Camden health-care success
By Rebecca Alper and Mark DiFilippo
Throughout the past year's health-care reform debate, all eyes have been fixed on Washington. But examples of innovative, cost-saving health-care initiatives can be found right here in New Jersey.
The Camden Coalition of Health-Care Providers - made up of providers throughout the city - posits that a broken primary-care delivery system is responsible for the fragmented, inefficient, and often redundant care that is straining the health system and the economy.
As a result of this broken system, Camden residents use emergency rooms at twice the national rate, with all the accompanying costs. From 2002 to 2007, each of the 1,035 people in Camden's top 1 percent of health-care users visited an emergency room or hospital between 24 and 324 times. The $46 million the hospitals received for their care could fund about 50 primary-care physicians, who could help the city's patients avoid the chronic and acute conditions clogging emergency rooms.
In the same five years, 6,295 Camden residents made 48,000 visits to Camden hospitals for diabetes-related conditions, racking up more than $1.2 billion in charges.
Changing these figures will require changing how doctors and hospitals care for patients, collaborate, and share information. The Camden coalition is modernizing care by helping primary-care practices adopt electronic records systems and by creating a citywide health information exchange. Primary-care offices are adopting innovative, research-based practices such as open-access scheduling, electronic prescribing, and chronic-disease registries.
The coalition's care-management team is targeting care to Camden's most expensive and sickest patients. These patients are often homeless and suffer from chronic disease, mental illness, and substance abuse. The team provides transitional primary care to patients referred by local emergency rooms, social workers, and primary-care providers.
There have already been dramatic improvements in the patients. In the initial group studied, monthly emergency room visits were reduced by 32 percent, hospital admissions by 56 percent, and overall hospital charges by 56 percent.
Fortunately, the federal health-care reform legislation contains numerous pilot projects that will help other communities experiment with approaches similar to those being used in Camden. Some of these programs would pay providers based on successful treatment, not just the volume of care delivered. The result will be fewer emergency room visits and hospital admissions, as well as lowered costs for all of us.
To reduce care costs and improve quality across the country, we need to change the incentives of our health-care system. Doctors and hospitals are being paid to provide services - run tests, perform procedures, and prescribe drugs - rather than improve health.

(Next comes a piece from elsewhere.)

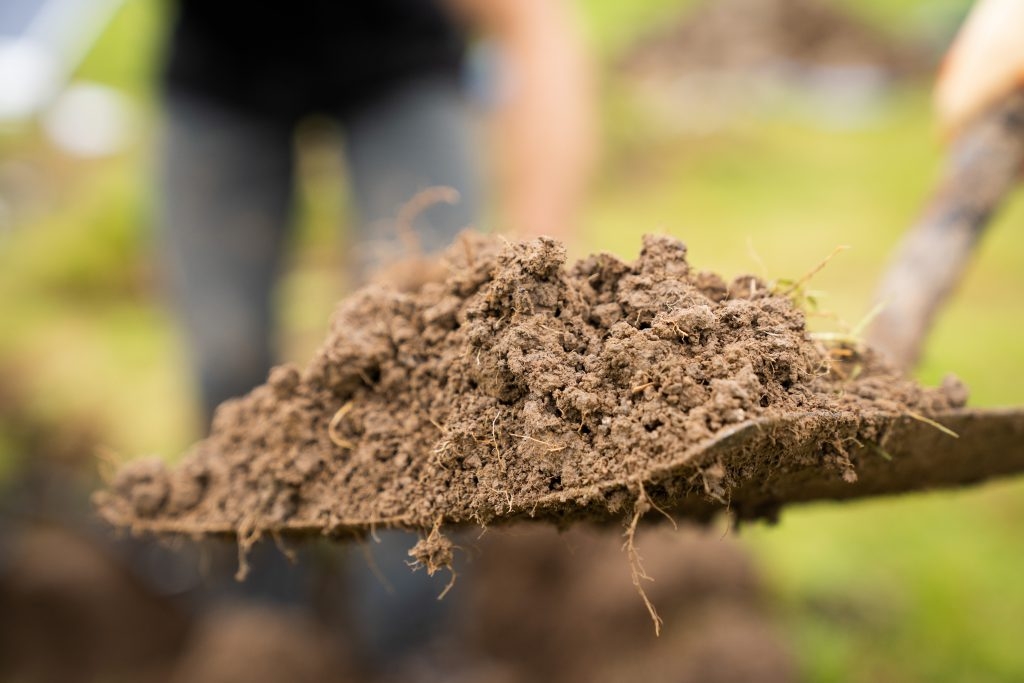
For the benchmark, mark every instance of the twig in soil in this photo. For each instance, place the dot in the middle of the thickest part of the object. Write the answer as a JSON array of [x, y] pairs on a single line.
[[332, 428], [813, 271], [928, 421], [637, 572], [552, 447], [419, 203]]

Both the House and Senate bills also take aim at preventable hospital readmissions by limiting Medicare payments when patients are readmitted for a condition that a hospital could have prevented. Such efforts will help ensure that patients are effectively treated and educated before discharge.
The Camden Coalition of Health-Care Providers has created a successful health-care model for one New Jersey community. But, in our current system, it is impossible to implement on a large scale. We urge our representatives to pass health-care reform and allow the flowering of experimentation to improve the system.
Rebecca Alper is program associate for the New Jersey Public Interest Research Group. Mark DiFilippo is project manager for the Camden Citywide Diabetes Collaborative.